25, 50 and 75 years ago
 
September 17, 1982
NORTHERN ZELAYA PROVINCE, Nicaragua—A small wooden cross marks the spot where Donald Espinoza was gunned down.

Espinoza, a member of the Sandinista Defense Committee and an employee of the Ministry of Construction Heavy Equipment Depot near the remote village of Rio Iyás, is the most recent victim of U.S. imperialism’s undeclared war against Nicaragua.

Seventy counterrevolutionaries, part of the army Washington is using to turn this area into a battlefield against the Nicaraguan revolution, had entered the depot with powerful explosives.

A mammoth engineering and construction project was Washington’s target here.  
 
September 16, 1957
A civil rights leader in Birmingham, Alabama was the victim of a brutal racist attack when he attempted to escort four Negro children into Phillips High School September 9. They sought to test segregation in the state’s public school system. Rev. F. L. Shuttlesworth was severely beaten by a white gang wielding brass knuckles, chains and clubs, as he alighted from the car in which he had brought the children to the school entrance.
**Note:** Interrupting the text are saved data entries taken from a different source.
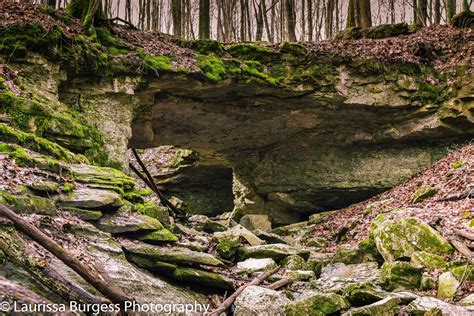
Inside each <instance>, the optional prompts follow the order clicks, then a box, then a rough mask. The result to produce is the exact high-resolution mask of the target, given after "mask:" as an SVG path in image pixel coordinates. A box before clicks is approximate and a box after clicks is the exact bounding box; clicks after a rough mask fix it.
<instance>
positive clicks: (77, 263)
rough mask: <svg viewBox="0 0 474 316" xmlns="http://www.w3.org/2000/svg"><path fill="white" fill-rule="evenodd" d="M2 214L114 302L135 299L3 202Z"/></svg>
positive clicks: (123, 303) (2, 205)
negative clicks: (61, 246)
mask: <svg viewBox="0 0 474 316" xmlns="http://www.w3.org/2000/svg"><path fill="white" fill-rule="evenodd" d="M0 216H3V217H5V218H7V219H9V220H11V221H12V222H13V224H14V225H15V227H16V228H17V229H18V230H20V231H21V232H23V233H24V234H25V235H27V236H28V237H30V238H31V239H33V240H34V241H36V242H37V243H38V244H40V245H41V246H43V247H44V248H45V249H46V250H48V251H49V252H51V253H52V254H53V255H55V256H56V257H57V258H58V259H60V260H61V261H63V262H64V263H65V264H66V265H67V266H68V267H70V268H71V269H72V270H74V271H75V272H77V274H79V275H80V276H81V277H82V278H84V280H86V281H87V282H89V283H90V284H91V285H92V286H93V287H94V288H96V289H97V290H98V291H99V292H100V293H102V294H103V295H104V296H106V297H107V298H109V299H110V300H111V301H112V302H114V303H118V304H124V303H125V302H127V301H133V298H131V297H129V296H128V295H127V294H125V293H124V292H123V291H122V290H121V289H120V288H118V287H117V286H116V285H115V284H114V283H113V282H111V280H110V278H109V277H108V276H107V275H106V274H104V273H102V274H100V273H98V272H97V270H98V269H97V268H95V267H87V266H85V265H83V264H82V263H81V262H80V261H79V259H78V258H77V257H76V256H75V255H72V254H71V253H69V252H68V251H67V250H65V249H64V248H63V247H61V246H60V245H59V244H58V243H57V242H55V241H54V240H52V239H51V238H50V237H48V236H46V235H45V234H44V233H43V232H41V231H40V230H39V229H38V228H36V226H33V225H31V224H30V223H28V222H27V221H26V220H25V219H23V218H22V217H20V216H18V215H17V214H16V213H15V212H13V211H12V210H10V209H9V208H8V207H6V206H4V205H2V204H0ZM91 268H93V270H95V271H91Z"/></svg>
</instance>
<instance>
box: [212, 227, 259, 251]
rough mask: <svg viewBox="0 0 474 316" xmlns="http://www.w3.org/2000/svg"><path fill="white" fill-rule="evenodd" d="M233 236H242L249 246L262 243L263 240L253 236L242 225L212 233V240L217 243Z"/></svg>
mask: <svg viewBox="0 0 474 316" xmlns="http://www.w3.org/2000/svg"><path fill="white" fill-rule="evenodd" d="M234 238H239V239H240V238H242V239H244V240H246V241H247V242H248V243H249V244H250V245H251V246H257V245H261V244H263V243H264V241H263V240H261V239H260V238H258V237H257V236H255V235H254V234H253V233H252V232H251V231H250V230H248V229H247V228H245V227H243V226H242V225H236V226H234V227H232V228H231V229H229V230H227V231H225V232H217V233H214V240H216V241H217V242H218V243H219V242H220V241H222V240H223V239H234Z"/></svg>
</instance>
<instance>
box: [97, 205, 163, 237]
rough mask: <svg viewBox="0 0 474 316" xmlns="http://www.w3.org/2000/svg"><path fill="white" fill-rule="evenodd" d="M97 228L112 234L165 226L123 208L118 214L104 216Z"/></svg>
mask: <svg viewBox="0 0 474 316" xmlns="http://www.w3.org/2000/svg"><path fill="white" fill-rule="evenodd" d="M97 227H99V228H100V229H101V230H103V231H105V232H108V233H111V234H123V233H132V232H140V231H154V230H160V229H163V225H161V223H160V222H159V221H158V220H156V219H154V218H151V217H149V216H146V215H143V214H138V213H135V212H130V209H129V208H127V207H123V208H121V209H120V210H119V211H118V212H116V213H113V214H106V215H104V216H102V217H101V218H100V219H99V221H98V222H97Z"/></svg>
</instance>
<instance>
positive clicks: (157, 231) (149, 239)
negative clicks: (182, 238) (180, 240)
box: [135, 228, 178, 244]
mask: <svg viewBox="0 0 474 316" xmlns="http://www.w3.org/2000/svg"><path fill="white" fill-rule="evenodd" d="M135 238H136V239H138V240H141V241H144V242H147V243H150V244H161V243H166V242H177V241H178V237H176V236H175V235H174V234H173V233H171V232H170V231H169V230H167V229H166V228H162V229H159V230H155V231H152V232H149V233H143V234H140V235H139V236H135Z"/></svg>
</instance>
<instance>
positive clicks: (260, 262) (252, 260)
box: [237, 258, 277, 273]
mask: <svg viewBox="0 0 474 316" xmlns="http://www.w3.org/2000/svg"><path fill="white" fill-rule="evenodd" d="M276 267H277V264H276V263H275V260H273V259H270V258H263V259H253V258H250V259H247V260H245V261H241V262H237V270H238V271H239V272H242V273H253V272H258V271H270V270H272V269H274V268H276Z"/></svg>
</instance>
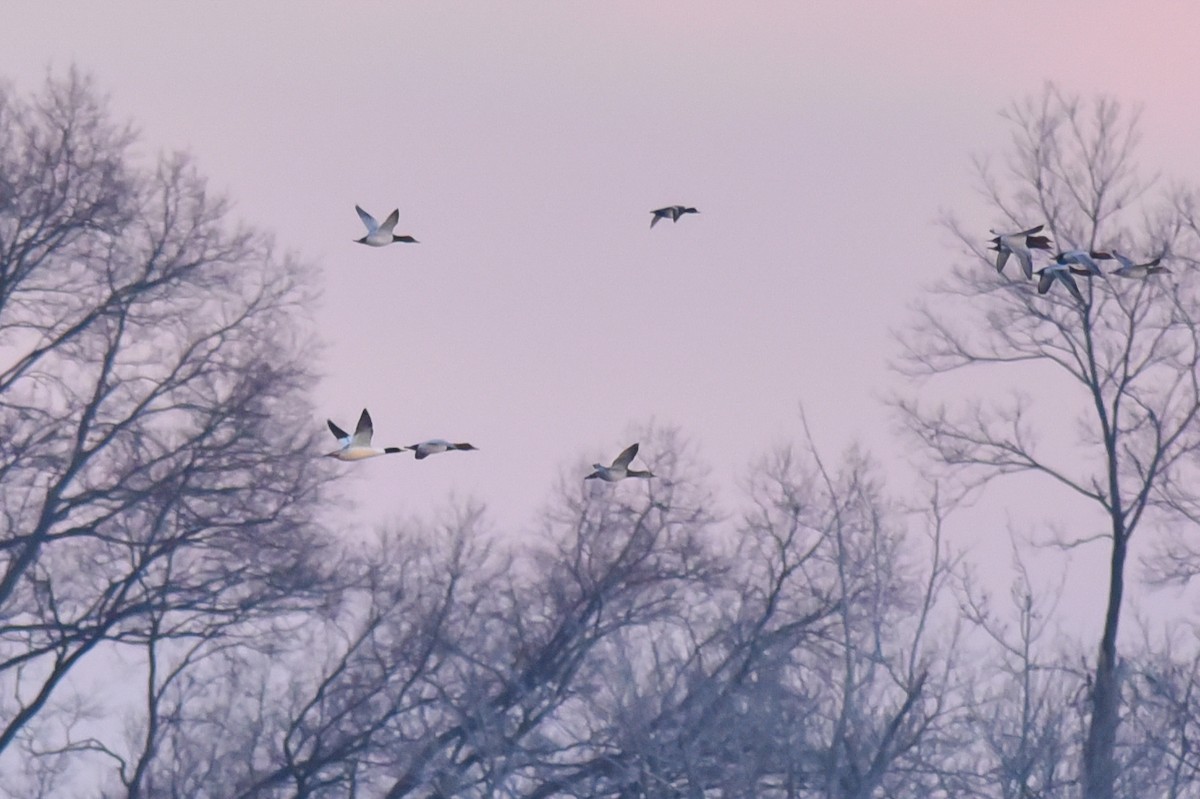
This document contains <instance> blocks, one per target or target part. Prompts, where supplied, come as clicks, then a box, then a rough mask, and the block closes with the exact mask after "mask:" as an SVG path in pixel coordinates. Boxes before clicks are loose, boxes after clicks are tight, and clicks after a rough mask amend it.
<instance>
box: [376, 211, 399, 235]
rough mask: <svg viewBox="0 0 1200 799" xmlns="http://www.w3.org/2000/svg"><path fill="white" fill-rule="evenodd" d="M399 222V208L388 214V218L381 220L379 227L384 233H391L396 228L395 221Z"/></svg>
mask: <svg viewBox="0 0 1200 799" xmlns="http://www.w3.org/2000/svg"><path fill="white" fill-rule="evenodd" d="M397 222H400V209H398V208H397V209H395V210H394V211H392V212H391V214H389V215H388V218H386V220H384V221H383V224H380V226H379V229H380V230H382V232H384V233H391V232H392V230H394V229H395V228H396V223H397Z"/></svg>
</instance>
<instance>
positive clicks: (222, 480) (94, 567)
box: [0, 72, 325, 795]
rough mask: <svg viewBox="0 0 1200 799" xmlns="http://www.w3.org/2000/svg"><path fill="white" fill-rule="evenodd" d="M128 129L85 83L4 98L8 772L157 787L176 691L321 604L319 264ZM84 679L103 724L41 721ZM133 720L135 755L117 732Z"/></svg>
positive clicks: (3, 151) (6, 691)
mask: <svg viewBox="0 0 1200 799" xmlns="http://www.w3.org/2000/svg"><path fill="white" fill-rule="evenodd" d="M132 142H133V136H132V133H131V132H130V131H128V130H127V128H125V127H121V126H119V125H114V124H113V122H112V121H110V119H109V114H108V112H107V110H106V107H104V103H103V101H102V100H101V98H98V97H97V94H96V91H95V89H94V88H92V86H91V84H90V83H89V82H88V80H86V79H84V78H82V77H80V76H78V74H77V73H74V72H72V73H71V74H70V76H67V77H66V78H62V79H58V80H56V79H49V80H48V82H47V84H46V88H44V89H43V90H42V91H41V94H38V95H37V96H35V97H31V98H29V100H24V98H22V97H18V96H16V95H14V94H13V92H12V91H11V90H7V89H4V90H0V519H2V521H0V686H2V690H0V696H2V698H0V770H2V767H4V764H5V763H10V764H13V763H18V762H19V759H20V758H23V757H29V756H30V755H31V753H32V755H37V753H47V752H58V758H59V759H62V757H64V755H67V753H71V755H78V756H80V757H83V756H86V755H92V756H100V757H109V758H115V759H116V761H119V762H120V768H119V771H120V779H121V781H122V782H125V785H126V787H127V792H128V795H139V794H140V788H139V786H142V785H143V780H144V775H145V774H146V770H148V765H149V761H150V759H152V757H154V753H155V749H156V746H157V744H158V737H160V732H161V729H162V722H163V716H162V714H161V713H160V707H161V705H160V701H161V699H162V697H163V696H164V692H169V690H170V689H172V686H173V685H175V684H180V683H181V681H184V680H182V679H181V675H182V673H184V672H186V671H188V669H190V668H191V667H192V665H194V663H196V662H199V661H203V660H204V659H206V657H208V656H209V655H211V654H214V653H216V651H220V650H221V649H222V648H223V647H226V645H228V642H229V641H233V639H236V638H238V637H239V636H241V637H244V638H245V637H247V636H250V633H251V632H252V631H253V630H254V629H258V627H257V625H259V624H260V623H263V620H264V619H269V618H272V617H276V615H278V614H281V613H288V612H294V611H295V609H298V608H300V607H306V606H308V605H310V603H312V602H316V601H319V599H320V597H319V593H320V590H322V588H323V585H322V572H323V567H322V566H318V563H319V560H318V551H319V547H320V537H319V536H318V535H317V531H316V528H314V527H313V524H312V521H311V519H312V511H313V507H314V503H316V500H317V499H318V493H319V488H320V486H322V485H323V482H324V480H325V477H324V476H323V475H324V473H323V471H322V470H319V469H318V468H317V467H316V463H318V459H316V458H312V457H311V450H312V447H311V445H312V434H311V433H310V432H308V431H310V429H314V428H313V426H312V425H311V421H310V420H311V416H312V414H311V411H310V408H308V407H307V404H306V399H305V394H306V390H307V386H308V385H310V383H311V377H310V373H308V371H307V368H306V366H305V364H304V360H302V355H304V349H305V347H306V346H308V342H307V336H306V334H305V322H304V319H305V311H304V305H305V300H306V294H305V290H304V287H302V274H304V272H302V270H301V269H299V266H298V265H296V264H294V263H293V262H290V260H288V259H280V258H277V257H276V256H274V254H272V252H271V247H270V242H269V240H268V239H266V238H265V236H263V235H262V234H258V233H254V232H252V230H233V229H232V226H230V224H229V222H228V220H227V216H228V211H227V206H226V204H224V203H223V202H222V200H220V199H215V198H212V197H210V196H209V193H208V191H206V190H205V186H204V182H203V181H202V180H200V179H199V178H198V176H197V175H196V173H194V170H193V169H192V168H191V167H190V166H188V163H187V161H186V158H184V157H180V156H168V157H163V158H161V160H160V161H158V163H157V164H151V166H149V167H143V166H140V164H139V163H137V162H136V161H134V160H133V157H132V156H131V155H130V152H128V145H130V144H131V143H132ZM89 663H90V665H94V666H95V667H96V668H100V667H102V666H103V665H104V663H107V665H108V666H115V665H116V663H121V665H124V668H125V669H128V668H130V667H131V666H130V665H131V663H134V665H136V666H133V668H136V669H139V671H140V672H142V673H143V674H144V675H145V681H144V686H145V691H144V696H143V697H142V698H140V699H139V698H134V696H136V695H137V691H130V692H125V681H118V683H116V684H115V685H112V684H110V681H109V684H110V685H112V690H107V691H101V692H100V693H98V695H97V693H96V686H97V685H103V684H104V683H106V681H104V680H102V679H100V678H98V675H97V674H96V673H95V671H94V669H92V671H91V672H90V671H89V668H88V665H89ZM79 692H85V693H89V695H92V701H94V704H98V705H100V707H101V708H102V710H100V709H98V708H97V709H96V710H97V713H96V714H95V715H98V716H101V720H100V721H98V722H88V723H73V725H62V723H52V721H55V720H50V719H42V716H43V715H44V714H46V713H47V711H48V710H49V709H53V708H55V703H54V697H56V696H62V697H64V698H66V697H70V696H72V695H78V693H79ZM131 693H132V695H133V696H131ZM138 707H140V708H142V710H140V711H137V708H138ZM125 713H134V714H139V716H140V723H139V726H140V731H142V732H140V734H139V738H140V744H139V751H124V752H122V751H120V750H121V747H120V746H118V745H116V744H115V743H114V740H115V739H114V737H113V734H114V731H113V725H112V722H110V721H104V719H112V717H113V716H116V717H120V716H121V715H122V714H125ZM52 715H53V714H52ZM86 719H88V714H83V715H82V716H79V720H80V721H86ZM56 721H58V722H61V721H62V716H59V717H58V719H56ZM106 741H107V743H106ZM18 750H20V751H18ZM96 752H107V753H103V755H96Z"/></svg>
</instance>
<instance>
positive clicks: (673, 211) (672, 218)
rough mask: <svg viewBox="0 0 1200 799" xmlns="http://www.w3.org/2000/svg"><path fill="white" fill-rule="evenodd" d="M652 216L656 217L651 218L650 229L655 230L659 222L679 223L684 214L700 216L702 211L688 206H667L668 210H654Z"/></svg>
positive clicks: (665, 208) (674, 205)
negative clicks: (679, 218)
mask: <svg viewBox="0 0 1200 799" xmlns="http://www.w3.org/2000/svg"><path fill="white" fill-rule="evenodd" d="M650 214H653V215H654V216H653V217H652V218H650V227H652V228H653V227H654V226H655V224H658V223H659V220H671V221H672V222H678V221H679V217H680V216H683V215H684V214H700V211H697V210H696V209H694V208H689V206H686V205H667V206H666V208H659V209H654V210H653V211H650Z"/></svg>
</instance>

The previous week a Negro, Judge Aaron, had been brutally tortured and castrated by Ku Klux Klansmen who told their victim to warn Rev. Shuttlesworth that “the same thing will happen to Negros who try to enroll their children in white schools.” Three of the Klansmen were arrested and two confessed to this crime.  
 
September 17, 1932
The fourth winter of crisis is at hand. The fourth winter of hunger and starvation for millions of unemployed.

While the press speaks of an upturn the bosses are giving the workers an introduction to the fourth winter by a new wave of wage cuts in the basic industries.

The operators and “union leaders” of the anthracite region met in New York to discuss a 20 to 25 percent wage cut. The railroads were so successful in their “United Front” in the last 10 percent wage cut that they want to increase it by another 20 percent cut. The ship owners insist that a big wage cut is necessary if they are going to compete with other shipping lines.